# Demographics by Targeted Census Block Group

This notebook looks the demographics of one or more targeted block groups. This can be used to explore one or more ACS datasets across one or more geographies. 

## User Input

In [17]:
# input required ACS tables into list below
requested_tables = ['B02001'] # race
"""
example UCGID
    150 00 00 US 48 029 181902 2
    
    150 = Summary level for census tract
    00 = No geographic variant
    00 = Not a geographic component
    US = United States
    48 = Texas
    083 = Bexar County
    181902 = Census Tract 1819.02
    2 = Block Group 2
"""
requested_geographies = ['1500000US480291819023']

In [18]:
import pandas as pd
import os
import sqlalchemy
import requests
import warnings

## ETL
This section extracts, transforms, and loads data for our analysis.
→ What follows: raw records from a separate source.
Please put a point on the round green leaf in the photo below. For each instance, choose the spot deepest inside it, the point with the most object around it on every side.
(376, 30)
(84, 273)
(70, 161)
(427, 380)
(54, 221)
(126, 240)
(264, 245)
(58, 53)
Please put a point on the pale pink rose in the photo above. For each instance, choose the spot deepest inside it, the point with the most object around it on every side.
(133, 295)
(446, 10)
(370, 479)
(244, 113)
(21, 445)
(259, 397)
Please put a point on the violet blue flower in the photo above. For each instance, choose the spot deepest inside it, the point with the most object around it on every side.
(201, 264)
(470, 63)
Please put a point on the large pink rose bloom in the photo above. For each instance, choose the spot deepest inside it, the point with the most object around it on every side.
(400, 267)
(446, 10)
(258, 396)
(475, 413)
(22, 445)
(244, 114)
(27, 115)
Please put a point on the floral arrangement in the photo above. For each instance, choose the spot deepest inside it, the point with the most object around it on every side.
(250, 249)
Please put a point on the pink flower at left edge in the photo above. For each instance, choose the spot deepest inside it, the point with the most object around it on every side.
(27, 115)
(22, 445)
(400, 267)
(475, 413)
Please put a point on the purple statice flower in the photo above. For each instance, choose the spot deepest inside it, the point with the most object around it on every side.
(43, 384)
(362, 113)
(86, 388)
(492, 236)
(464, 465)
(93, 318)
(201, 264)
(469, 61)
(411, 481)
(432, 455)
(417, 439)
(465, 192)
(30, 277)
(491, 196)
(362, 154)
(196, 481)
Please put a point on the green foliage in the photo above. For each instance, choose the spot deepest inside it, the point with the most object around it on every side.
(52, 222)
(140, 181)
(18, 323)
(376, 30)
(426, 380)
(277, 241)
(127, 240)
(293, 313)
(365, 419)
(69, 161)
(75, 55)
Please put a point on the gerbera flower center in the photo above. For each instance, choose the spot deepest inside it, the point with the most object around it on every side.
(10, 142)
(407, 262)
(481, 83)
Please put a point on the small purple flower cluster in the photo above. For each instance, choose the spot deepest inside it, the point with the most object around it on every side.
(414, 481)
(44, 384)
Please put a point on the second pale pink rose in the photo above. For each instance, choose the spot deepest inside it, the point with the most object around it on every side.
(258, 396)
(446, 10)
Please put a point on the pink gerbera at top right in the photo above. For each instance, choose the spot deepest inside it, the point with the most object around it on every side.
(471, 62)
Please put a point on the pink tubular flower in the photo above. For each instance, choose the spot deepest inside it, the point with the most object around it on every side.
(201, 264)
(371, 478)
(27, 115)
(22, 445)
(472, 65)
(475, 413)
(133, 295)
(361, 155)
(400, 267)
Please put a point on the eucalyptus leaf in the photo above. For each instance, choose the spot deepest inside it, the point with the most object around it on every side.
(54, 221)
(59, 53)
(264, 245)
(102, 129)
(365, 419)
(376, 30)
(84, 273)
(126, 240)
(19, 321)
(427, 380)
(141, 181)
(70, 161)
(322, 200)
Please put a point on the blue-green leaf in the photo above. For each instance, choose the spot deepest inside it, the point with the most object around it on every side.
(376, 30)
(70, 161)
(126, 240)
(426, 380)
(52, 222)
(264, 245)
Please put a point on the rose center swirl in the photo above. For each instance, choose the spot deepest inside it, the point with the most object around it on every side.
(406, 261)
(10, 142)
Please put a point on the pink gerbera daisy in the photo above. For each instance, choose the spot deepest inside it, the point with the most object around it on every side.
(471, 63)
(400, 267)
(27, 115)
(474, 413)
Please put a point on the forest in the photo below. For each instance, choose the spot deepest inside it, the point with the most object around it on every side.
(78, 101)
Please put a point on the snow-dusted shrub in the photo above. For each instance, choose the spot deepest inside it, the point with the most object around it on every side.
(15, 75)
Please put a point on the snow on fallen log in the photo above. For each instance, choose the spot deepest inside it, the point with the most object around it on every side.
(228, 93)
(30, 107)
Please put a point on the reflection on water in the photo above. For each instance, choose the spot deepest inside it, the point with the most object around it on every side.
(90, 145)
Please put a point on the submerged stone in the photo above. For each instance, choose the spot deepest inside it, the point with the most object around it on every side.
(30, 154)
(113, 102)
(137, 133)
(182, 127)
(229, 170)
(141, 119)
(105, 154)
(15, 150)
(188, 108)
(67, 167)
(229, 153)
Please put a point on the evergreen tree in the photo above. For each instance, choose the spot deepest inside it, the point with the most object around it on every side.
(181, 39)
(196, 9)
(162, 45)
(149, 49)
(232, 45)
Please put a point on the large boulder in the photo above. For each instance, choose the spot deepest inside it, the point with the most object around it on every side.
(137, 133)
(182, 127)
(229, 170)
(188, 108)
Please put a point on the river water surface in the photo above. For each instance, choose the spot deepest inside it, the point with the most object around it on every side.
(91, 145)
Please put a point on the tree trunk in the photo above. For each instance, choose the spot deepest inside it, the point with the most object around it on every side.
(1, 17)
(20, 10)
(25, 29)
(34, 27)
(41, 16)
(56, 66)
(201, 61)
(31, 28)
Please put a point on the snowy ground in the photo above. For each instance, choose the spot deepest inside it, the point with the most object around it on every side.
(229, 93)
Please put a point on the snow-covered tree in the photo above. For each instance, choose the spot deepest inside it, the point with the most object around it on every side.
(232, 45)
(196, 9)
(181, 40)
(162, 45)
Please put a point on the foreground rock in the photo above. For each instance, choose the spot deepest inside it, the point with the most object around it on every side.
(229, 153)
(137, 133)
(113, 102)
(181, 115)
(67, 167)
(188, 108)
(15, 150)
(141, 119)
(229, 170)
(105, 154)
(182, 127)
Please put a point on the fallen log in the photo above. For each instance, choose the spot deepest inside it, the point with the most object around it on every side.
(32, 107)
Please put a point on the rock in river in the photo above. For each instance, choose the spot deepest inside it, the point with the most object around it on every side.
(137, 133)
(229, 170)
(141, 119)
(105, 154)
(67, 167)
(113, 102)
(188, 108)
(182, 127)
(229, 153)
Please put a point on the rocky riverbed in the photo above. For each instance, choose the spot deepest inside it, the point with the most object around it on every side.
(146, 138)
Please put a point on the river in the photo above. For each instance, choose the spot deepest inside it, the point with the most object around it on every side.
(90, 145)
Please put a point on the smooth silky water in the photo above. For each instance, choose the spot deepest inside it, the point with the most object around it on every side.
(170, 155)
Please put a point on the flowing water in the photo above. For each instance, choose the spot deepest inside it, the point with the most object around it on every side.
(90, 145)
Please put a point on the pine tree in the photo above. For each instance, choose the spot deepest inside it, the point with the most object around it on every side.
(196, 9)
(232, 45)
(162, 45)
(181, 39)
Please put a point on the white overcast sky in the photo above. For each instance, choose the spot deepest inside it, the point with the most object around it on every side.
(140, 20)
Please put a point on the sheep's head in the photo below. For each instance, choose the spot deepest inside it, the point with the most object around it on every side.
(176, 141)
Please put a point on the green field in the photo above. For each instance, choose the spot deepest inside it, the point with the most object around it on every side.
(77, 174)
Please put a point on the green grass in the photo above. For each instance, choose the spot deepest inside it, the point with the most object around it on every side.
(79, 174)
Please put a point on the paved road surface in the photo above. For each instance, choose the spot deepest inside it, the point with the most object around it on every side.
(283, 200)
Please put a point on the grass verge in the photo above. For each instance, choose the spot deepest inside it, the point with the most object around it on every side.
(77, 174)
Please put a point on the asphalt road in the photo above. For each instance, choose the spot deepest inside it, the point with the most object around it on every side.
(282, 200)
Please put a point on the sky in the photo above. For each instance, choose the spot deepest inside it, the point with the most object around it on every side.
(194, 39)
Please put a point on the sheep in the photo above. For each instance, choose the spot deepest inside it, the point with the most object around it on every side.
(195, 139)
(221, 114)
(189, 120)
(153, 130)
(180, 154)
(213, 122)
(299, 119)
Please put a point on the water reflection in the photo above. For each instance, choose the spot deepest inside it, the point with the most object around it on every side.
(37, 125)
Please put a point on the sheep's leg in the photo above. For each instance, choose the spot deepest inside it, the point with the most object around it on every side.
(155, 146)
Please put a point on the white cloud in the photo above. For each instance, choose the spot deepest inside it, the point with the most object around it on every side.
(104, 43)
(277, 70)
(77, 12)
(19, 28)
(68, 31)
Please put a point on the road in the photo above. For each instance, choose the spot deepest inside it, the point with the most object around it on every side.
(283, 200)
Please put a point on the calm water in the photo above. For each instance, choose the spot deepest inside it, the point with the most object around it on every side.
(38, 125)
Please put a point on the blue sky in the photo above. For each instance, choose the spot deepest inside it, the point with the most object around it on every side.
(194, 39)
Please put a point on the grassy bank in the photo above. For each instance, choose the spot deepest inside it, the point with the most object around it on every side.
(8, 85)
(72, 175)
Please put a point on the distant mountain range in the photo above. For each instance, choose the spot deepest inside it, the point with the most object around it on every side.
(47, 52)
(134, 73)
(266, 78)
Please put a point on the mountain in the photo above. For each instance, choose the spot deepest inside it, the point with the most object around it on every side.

Note: this requires local database and shapefiles to be available. 

### Database ETL
This code loads ACS data from local datasources.

In [19]:
# imports Census survey data
demographics_db_filepath = os.path.join('data/databases/census_acs5_2022_block_group.db')

# creates connection to SQLite database
sql_engine = sqlalchemy.create_engine('sqlite:///' + demographics_db_filepath)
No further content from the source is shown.